History
In 1993 Bob Young incorporated the ACC Corporation, a catalog business that sold Linux and Unix software accessories. In 1994 Marc Ewing created his own Linux distribution, which he named Red Hat Linux (Ewing had worn a red Cornell University lacrosse hat, given to him by his grandfather, while attending Carnegie Mellon University). Ewing released the software in October, and it became known as the Halloween release. Young bought Ewing's business in 1995, and the two merged to become Red Hat Software, with Young serving as chief executive officer (CEO).
Red Hat went public on August 11, 1999, achieving the eighth-biggest first-day gain in the history of Wall Street. Matthew Szulik succeeded Bob Young as CEO in December of that year.
On November 15, 1999, Red Hat acquired Cygnus Solutions. Cygnus provided commercial support for free software and housed maintainers of GNU software products such as the GNU Debugger and GNU Binutils. One of the founders of Cygnus, Michael Tiemann, became the chief technical officer of Red Hat and by 2008 the vice president of open source affairs. Later Red Hat acquired WireSpeed, C2Net and Hell's Kitchen Systems.
In February 2000, InfoWorld awarded Red Hat its fourth consecutive "Operating System Product of the Year" award for Red Hat Linux 6.1. Red Hat acquired Planning Technologies, Inc in 2001 and in 2004 AOL's iPlanet directory and certificate-server software.

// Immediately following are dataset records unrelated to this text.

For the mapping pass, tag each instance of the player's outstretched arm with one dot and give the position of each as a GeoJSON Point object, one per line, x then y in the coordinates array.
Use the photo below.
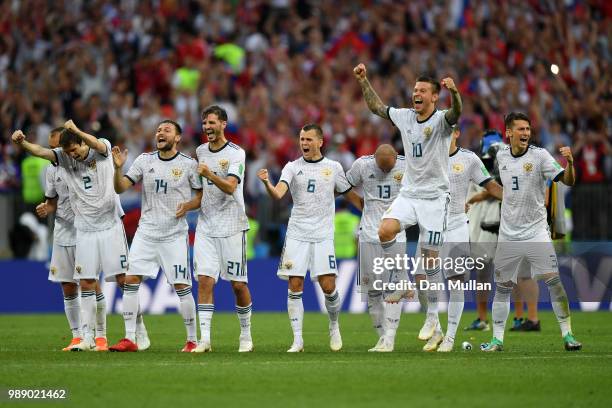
{"type": "Point", "coordinates": [120, 182]}
{"type": "Point", "coordinates": [18, 137]}
{"type": "Point", "coordinates": [193, 204]}
{"type": "Point", "coordinates": [355, 199]}
{"type": "Point", "coordinates": [276, 192]}
{"type": "Point", "coordinates": [372, 99]}
{"type": "Point", "coordinates": [569, 175]}
{"type": "Point", "coordinates": [44, 209]}
{"type": "Point", "coordinates": [494, 189]}
{"type": "Point", "coordinates": [228, 185]}
{"type": "Point", "coordinates": [452, 115]}
{"type": "Point", "coordinates": [89, 140]}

Red Hat moved its headquarters from Durham, NC, to N.C. State University's Centennial Campus in Raleigh, North Carolina in February 2002. In the following month Red Hat introduced Red Hat Linux Advanced Server, later renamed Red Hat Enterprise Linux (RHEL). Dell, IBM, HP and Oracle Corporation announced their support of the platform.
In December 2005 CIO Insight magazine conducted its annual "Vendor Value Survey", in which Red Hat ranked #1 in value for the second year in a row. Red Hat stock became part of the NASDAQ-100 on December 19, 2005.
Red Hat acquired open-source middleware provider JBoss on June 5, 2006 and JBoss became a division of Red Hat. On September 18, 2006, Red Hat released the Red Hat Application Stack, their first stack that integrates the JBoss technology and of which is certified by other well-known software vendors. On December 12, 2006, Red Hat moved from NASDAQ (RHAT) to the New York Stock Exchange (RHT). In 2007 Red Hat acquired MetaMatrix and made an agreement with Exadel to distribute its software.
On March 15, 2007, Red Hat released Red Hat Enterprise Linux 5, and in June acquired Mobicents. On March 13, 2008, Red Hat acquired Amentra, a provider of systems integration services for service-oriented architecture, business process management, systems development and enterprise data services. Amentra operates as an independent Red Hat company.
On July 27, 2009, Red Hat replaced CIT Group in Standard and Poor’s 500 stock index, a diversified index of 500 leading companies of the U.S. economy. This has been reported as a major milestone for Linux.
On December 15, 2009, it was reported that Red Hat will pay $8.8 million to settle a class action lawsuit related to the restatement of financial results from July 2004. The suit had been pending in a U.S. District Court in North Carolina. Red Hat reached the proposed settlement agreement and recorded a one-time charge of $8.8 million for the quarter that ended Nov. 30. The agreement is pending court approval.
On January 10, 2011, Red Hat announced that it would expand its headquarters in two phases, adding 540 employees to the Raleigh operation. The company will invest over $109 million. The state of North Carolina is offering up to $15 million in incentives. The second phase involves "expansion into new technologies such as software virtualization and technology cloud offerings".
On August 25, 2011, Red Hat announced it would move about 600 employees from the N.C. State Centennial Campus to Two Progress Plaza downtown. Progress Energy plans to vacate the building by 2012 if its merger with Duke Energy is completed. Red Hat also plans to rename the building.
Notably, Red Hat became the first one-billion dollar open source company in its fiscal year 2012, reaching $1.13 billion in annual revenue.